Gerade kochen die Diskussionen hoch. Nach Sven Regener haben sich nun auch noch 51 Tatort-Autoren und der CCC gemeldet. Eine generell schöne Übersicht gibt es in der Linksammlung Urheberrecht. Und jetzt komm ich auch noch:

Die Tatort-Autoren haben eigentlich das Grundproblem schon schön von uns abgeschrieben, das ich jetzt noch mal selber in eigenen Worten formuliere: “Die Nutzer wollen die Kultur möglichst einfach und kostengünstig nutzen, während die Künstler von Ihren Werken leben wollen.” Beides müssen wir berücksichtigen und abwägen.

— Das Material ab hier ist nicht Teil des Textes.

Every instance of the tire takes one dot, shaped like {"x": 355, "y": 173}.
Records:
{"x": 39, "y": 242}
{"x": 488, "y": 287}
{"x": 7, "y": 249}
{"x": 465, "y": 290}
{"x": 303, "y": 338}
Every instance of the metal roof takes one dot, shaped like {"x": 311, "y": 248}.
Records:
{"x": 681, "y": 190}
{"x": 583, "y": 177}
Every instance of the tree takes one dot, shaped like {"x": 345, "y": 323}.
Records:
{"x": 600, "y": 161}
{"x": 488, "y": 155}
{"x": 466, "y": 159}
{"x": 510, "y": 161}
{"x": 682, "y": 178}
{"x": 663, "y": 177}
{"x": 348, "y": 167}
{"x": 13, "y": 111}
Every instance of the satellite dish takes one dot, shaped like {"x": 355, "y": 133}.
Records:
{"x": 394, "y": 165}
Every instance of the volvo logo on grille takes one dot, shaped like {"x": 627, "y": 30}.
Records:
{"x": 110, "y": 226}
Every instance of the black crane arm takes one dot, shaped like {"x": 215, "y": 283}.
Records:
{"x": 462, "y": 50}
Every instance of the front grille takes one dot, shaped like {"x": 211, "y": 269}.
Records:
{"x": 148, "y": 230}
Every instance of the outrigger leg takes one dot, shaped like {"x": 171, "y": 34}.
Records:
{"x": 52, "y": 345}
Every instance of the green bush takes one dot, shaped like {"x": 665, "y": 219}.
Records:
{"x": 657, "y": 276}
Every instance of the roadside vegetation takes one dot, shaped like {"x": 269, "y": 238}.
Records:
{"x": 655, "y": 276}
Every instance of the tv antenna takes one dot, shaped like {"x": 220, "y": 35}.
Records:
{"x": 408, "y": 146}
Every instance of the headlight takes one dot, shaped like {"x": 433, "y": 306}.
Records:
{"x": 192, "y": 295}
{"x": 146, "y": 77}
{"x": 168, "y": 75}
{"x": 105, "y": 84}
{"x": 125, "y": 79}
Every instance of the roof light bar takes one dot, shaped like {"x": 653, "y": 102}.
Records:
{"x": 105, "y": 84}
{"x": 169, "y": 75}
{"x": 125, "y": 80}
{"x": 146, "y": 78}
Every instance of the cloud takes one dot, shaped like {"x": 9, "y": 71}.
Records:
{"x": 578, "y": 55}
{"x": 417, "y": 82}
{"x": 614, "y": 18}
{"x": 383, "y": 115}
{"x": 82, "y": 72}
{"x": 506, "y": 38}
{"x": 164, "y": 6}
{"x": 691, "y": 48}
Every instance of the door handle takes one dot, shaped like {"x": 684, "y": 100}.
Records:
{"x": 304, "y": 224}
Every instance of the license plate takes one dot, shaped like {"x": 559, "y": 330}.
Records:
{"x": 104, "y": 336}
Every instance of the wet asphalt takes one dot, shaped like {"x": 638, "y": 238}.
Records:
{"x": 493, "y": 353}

Wir leben zur Zeit in einer Situation, in der digitale Kultur technisch sehr einfach kopiert werden kann. Es ist nicht nur theoretisch einigen Hackern möglich, sondern eben auch der großen Mehrheit der Leute, die im Internet aktiv sind. “Link rechts-klicken – speichern unter – Musikordner auswählen – fertig” kann man einem heutigen Jugendlichen ganz einfach beibringen. Noch einfacher geht es auf Video-Plattformen, “Bandname eingeben, play drücken”. Das ist einfach mal die Realität. Vor 15 Jahren waren es noch die CDs, die heimlich auf dem Schulhof ausgetauscht und dann zu Hause kopiert wurden, z.T. schon mit 10 Stunden Musik im MP3-Format. In der Uni gab es dann Gerüchte von Servern in den Wohnheimen, auf die jeder Musik hochladen und insbesondere auch von dort runterladen konnte. Heute ist das im “offenen” Internet möglich.

Wir haben jetzt, vor diese Realität gestellt, quasi 2 Möglichkeiten.

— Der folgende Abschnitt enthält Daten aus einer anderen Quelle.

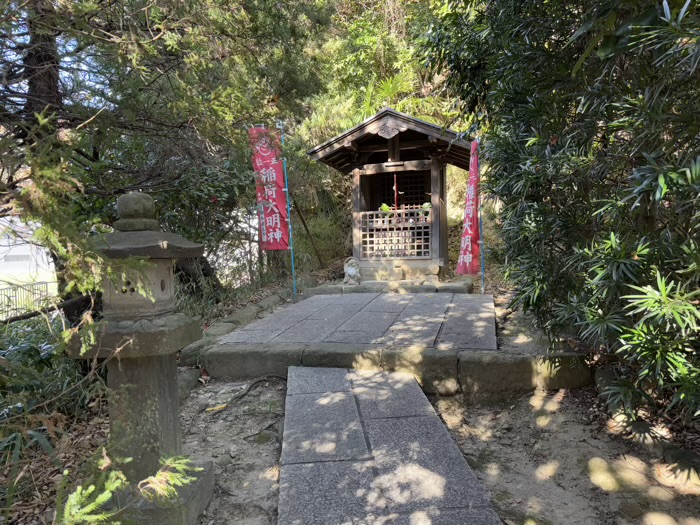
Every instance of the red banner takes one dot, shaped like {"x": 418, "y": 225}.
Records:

  1. Wir nutzen die Macht des Staates und des Gesetzes aus, um es zurückzudrängen. Gefängnis, drastische Geld- Strafen, … oder eben auch die Freiheit der Urheber bzw. der Content-Industrie, saftige Abmahnungen zu verschicken.
  2. Wir akzeptieren die Entwicklung und wir finden eine Lösung, die diese Realität akzeptiert und dabei trotzdem die Urheber entsprechend mit einbezieht.

Ich bin ganz klar für Version 2. Da stehe ich 100% dahinter. Wie genau diese Lösung aussieht, da habe ich sehr konkrete Ideen, bin aber gerne bereit, mich von den Urhebern, den Netz-Experten (CCC & Co), und anderen von besseren Lösungen überzeugen zu lassen.

Die viel diskutierte Senkung der Schutzfristen halte ich auch für keine Lösung, es muss viel mehr geklärt werden, wer was darf. Z.B. was genau ist eine “Privatkopie” (die je nach Kommentar angeblich heute schon in der einen oder anderen Form legal ist). Was ist mit Bildungs-Sachen. Darf eine Schul-AG einen Tatort als Theatherstück aufführen, ohne dafür zahlen zu müssen, oder müssen sie davor 5000 € an die Drehbuchautoren zahlen. Was ist mit ehrenamtlichen Veranstaltungen. Wenn bei einem Poetry-Slam mittendrin eine Göthe oder ein Satz von Günther Krass eingebaut wird, steht dann gleich die VG-Wort bei dem Hobby-Künstler, oder darf er das? Wie ist es mit den Einnahmen bei ehrenamtlichen Projekten? Also wenn die Schul-AG 2 Euro Eintritt nimmt, aber keiner der Schüler einen Cent davon bekommt, sondern das Geld für Requisiten ausgegeben wird, damit der Eigenanteil nicht zu hoch wird?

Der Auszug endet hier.